Watching Sunday night’s Game 2 of the 2017 NBA finals between Golden State and Cleveland, I was temporarily transported back to a time when basketball became fun for me.  With a final score of 132-113, these talented players were involved in a speedy brand of hoops filled with lightning-quick fast breaks, three-point shots raining from everywhere, blocked shots coming out of nowhere, some occasional hot-dogging and showmanship, and not very much defense.

Wait a minute! Sunday’s entertaining game looked more like the classic 1975 finals match-up of the Kentucky Colonels versus the Indiana Pacers in the now-defunct American Basketball Association.  The only thing missing last night was a red, white, and blue ABA basketball!

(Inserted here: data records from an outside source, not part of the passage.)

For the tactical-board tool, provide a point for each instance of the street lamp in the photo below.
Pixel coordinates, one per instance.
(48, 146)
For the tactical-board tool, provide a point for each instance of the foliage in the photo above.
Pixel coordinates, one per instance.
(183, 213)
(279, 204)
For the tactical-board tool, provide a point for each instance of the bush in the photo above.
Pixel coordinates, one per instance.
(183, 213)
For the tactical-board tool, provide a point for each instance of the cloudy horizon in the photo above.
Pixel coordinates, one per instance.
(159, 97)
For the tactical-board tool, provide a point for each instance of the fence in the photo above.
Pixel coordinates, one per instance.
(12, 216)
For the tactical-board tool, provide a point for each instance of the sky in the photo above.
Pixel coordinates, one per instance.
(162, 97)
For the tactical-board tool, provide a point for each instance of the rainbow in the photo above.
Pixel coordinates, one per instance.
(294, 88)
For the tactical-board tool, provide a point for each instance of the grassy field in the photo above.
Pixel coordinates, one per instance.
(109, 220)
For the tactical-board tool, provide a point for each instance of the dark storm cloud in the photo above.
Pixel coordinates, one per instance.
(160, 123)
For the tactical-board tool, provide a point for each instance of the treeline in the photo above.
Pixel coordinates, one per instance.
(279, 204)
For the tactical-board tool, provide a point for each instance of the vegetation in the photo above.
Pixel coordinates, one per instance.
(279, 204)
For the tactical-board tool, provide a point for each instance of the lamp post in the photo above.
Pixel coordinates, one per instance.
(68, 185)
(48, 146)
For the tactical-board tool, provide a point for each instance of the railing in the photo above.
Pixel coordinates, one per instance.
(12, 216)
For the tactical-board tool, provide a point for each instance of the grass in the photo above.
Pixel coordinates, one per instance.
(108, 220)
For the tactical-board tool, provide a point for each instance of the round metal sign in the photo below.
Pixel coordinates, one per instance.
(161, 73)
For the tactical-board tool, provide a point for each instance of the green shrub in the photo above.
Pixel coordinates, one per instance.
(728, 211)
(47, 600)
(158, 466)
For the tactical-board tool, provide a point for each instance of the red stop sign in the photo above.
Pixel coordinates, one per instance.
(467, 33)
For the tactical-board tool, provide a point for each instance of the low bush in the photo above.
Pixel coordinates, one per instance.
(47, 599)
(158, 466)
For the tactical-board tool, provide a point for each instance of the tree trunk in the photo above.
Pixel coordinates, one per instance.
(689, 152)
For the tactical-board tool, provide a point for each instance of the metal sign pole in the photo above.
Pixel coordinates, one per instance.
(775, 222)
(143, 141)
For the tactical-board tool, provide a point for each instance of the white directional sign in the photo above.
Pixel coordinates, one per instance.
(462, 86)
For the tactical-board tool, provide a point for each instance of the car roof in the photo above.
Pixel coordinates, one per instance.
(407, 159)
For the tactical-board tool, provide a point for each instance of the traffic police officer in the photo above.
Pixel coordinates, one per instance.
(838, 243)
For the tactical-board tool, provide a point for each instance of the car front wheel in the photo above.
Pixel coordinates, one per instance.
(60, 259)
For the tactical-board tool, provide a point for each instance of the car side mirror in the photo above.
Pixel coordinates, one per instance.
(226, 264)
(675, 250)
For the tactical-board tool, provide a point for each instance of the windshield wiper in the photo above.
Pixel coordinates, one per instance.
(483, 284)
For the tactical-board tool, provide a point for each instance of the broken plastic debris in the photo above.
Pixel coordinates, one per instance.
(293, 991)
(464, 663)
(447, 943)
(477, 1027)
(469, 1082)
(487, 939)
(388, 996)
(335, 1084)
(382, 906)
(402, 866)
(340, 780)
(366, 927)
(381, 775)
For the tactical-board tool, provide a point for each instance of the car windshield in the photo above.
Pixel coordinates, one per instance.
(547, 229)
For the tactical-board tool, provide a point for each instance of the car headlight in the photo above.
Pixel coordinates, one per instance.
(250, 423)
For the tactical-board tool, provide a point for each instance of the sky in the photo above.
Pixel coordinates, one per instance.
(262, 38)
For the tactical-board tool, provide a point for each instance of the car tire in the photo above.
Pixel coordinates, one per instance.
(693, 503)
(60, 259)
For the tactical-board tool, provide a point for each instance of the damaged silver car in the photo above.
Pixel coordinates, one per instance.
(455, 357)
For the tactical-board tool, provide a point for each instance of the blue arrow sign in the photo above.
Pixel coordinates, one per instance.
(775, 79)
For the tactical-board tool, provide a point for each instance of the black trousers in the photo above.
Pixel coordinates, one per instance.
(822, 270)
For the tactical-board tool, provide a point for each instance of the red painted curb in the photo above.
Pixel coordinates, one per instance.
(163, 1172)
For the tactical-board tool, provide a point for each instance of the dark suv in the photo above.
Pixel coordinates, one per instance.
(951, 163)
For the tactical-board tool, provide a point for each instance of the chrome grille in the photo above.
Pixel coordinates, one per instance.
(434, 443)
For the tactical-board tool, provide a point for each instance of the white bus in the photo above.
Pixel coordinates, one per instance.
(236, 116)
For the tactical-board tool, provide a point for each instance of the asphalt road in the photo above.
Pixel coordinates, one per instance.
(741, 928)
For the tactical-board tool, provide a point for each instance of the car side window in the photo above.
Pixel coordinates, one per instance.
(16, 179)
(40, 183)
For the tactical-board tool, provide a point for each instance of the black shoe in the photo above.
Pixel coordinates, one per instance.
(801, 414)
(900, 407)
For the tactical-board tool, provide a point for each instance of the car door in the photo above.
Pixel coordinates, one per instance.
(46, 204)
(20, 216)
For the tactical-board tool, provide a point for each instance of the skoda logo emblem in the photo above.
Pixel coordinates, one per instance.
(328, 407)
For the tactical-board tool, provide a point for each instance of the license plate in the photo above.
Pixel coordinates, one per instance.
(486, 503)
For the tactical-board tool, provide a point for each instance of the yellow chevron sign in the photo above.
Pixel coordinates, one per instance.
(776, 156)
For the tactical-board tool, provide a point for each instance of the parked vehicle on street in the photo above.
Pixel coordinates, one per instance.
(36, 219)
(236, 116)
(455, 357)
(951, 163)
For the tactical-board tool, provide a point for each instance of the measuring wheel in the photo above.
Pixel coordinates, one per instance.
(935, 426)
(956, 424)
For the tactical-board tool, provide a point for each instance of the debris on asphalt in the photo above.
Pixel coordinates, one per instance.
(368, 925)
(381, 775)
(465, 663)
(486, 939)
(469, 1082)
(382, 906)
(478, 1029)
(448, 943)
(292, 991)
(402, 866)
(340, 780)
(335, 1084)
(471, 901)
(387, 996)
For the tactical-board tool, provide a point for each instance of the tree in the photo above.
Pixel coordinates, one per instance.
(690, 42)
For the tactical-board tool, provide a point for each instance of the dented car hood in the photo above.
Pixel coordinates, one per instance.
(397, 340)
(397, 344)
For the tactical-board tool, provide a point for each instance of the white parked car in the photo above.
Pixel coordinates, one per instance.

My still-favorite sports league was born 50 years ago in 1967 when the fledgling ABA audaciously announced its intent to become a rival of the stodgy National Basketball Association.  At the time, the NBA was thoroughly dominated by the Boston Celtics (10 championship banners in a row) and their wily cigar-smoking GM and coaching guru, Red Auerbach.  Though the Celtics’ dominance made for great times for fans of the Kelly green and white, league interest in other cities was less enthusiastic.

Timing is everything.  In the summer of 1966, the NFL had finally relented to a merger with their brash and pesky rivals in the American Football League.  With the upcoming football merger, the Super Bowl era began, and the money began to flow (just in time to rescue some AFL franchises).  Right on cue, several opportunistic promoters began to court wealthy benefactors with a pitch that probably went, “If this idea worked in football, why can’t we do this in professional basketball, too?”  With little more than a good salesman’s assurances of owners reaping huge financial payoffs down the line with an eventual merger with the NBA, the American Basketball Association was born.

One of the NBA’s all-time great centers, George Mikan, was hired by this brash group of franchise owners to become the new league’s commissioner.  Mikan is generally credited with the idea of the 3-point line and the red, white, and blue basketball.  The ABA also brought us the All-Star game’s slam dunk and  3-point shooting competitions along with team dance squads and unique promotional events designed to lure paying fans.

With nine teams and two divisions, the upstart ABA East was comprised of the Pittsburgh Pipers (champions), Minnesota Muskies, New Jersey Americans, Kentucky Colonels, and Indiana Pacers while the West featured the New Orleans Buccaneers, Dallas Chaparrals, Houston Mavericks, Denver Rockets, Anaheim Amigos, and the Oakland Oaks.  After nine years of team relocations with many teams annually teetering on the brink of bankruptcy, the ABA ended with just four franchises finally granted admission into the NBA.  In August, 1976, the Indiana Pacers, New York Nets (formerly New Jersey Americans), Denver Nuggets (changed nickname from Rockets after 7 seasons), and the San Antonio Spurs (relocated from Dallas after first six seasons) were brought into the NBA, while the majority of remaining ABA players were gobbled-up by NBA teams in a dispersal draft.

The ABA was definitely entertaining.  The league featured pinball-like high-scoring games led by soaring, slam-dunking players with cool nicknames like “Dr. J” (Julius Erving) and “The Ice Man” (George Gervin), gifted shot-blocking big men such as Artis Gilmore and Mel Daniels, virtual scoring machines in Rick Barry, Spencer Haywood, and Connie Hawkins, and bombardier-like sharpshooting guards such as “Downtown” Roger Brown and Louie Dampier.  All of these talented ABA players are now honored in the Naismith Basketball Hall-of-Fame.

PS – Hey, NBA…why don’t you bring back the red, white, and blue basketball for a fun week of “50-year ABA anniversary” tribute games during the preseason this October?!!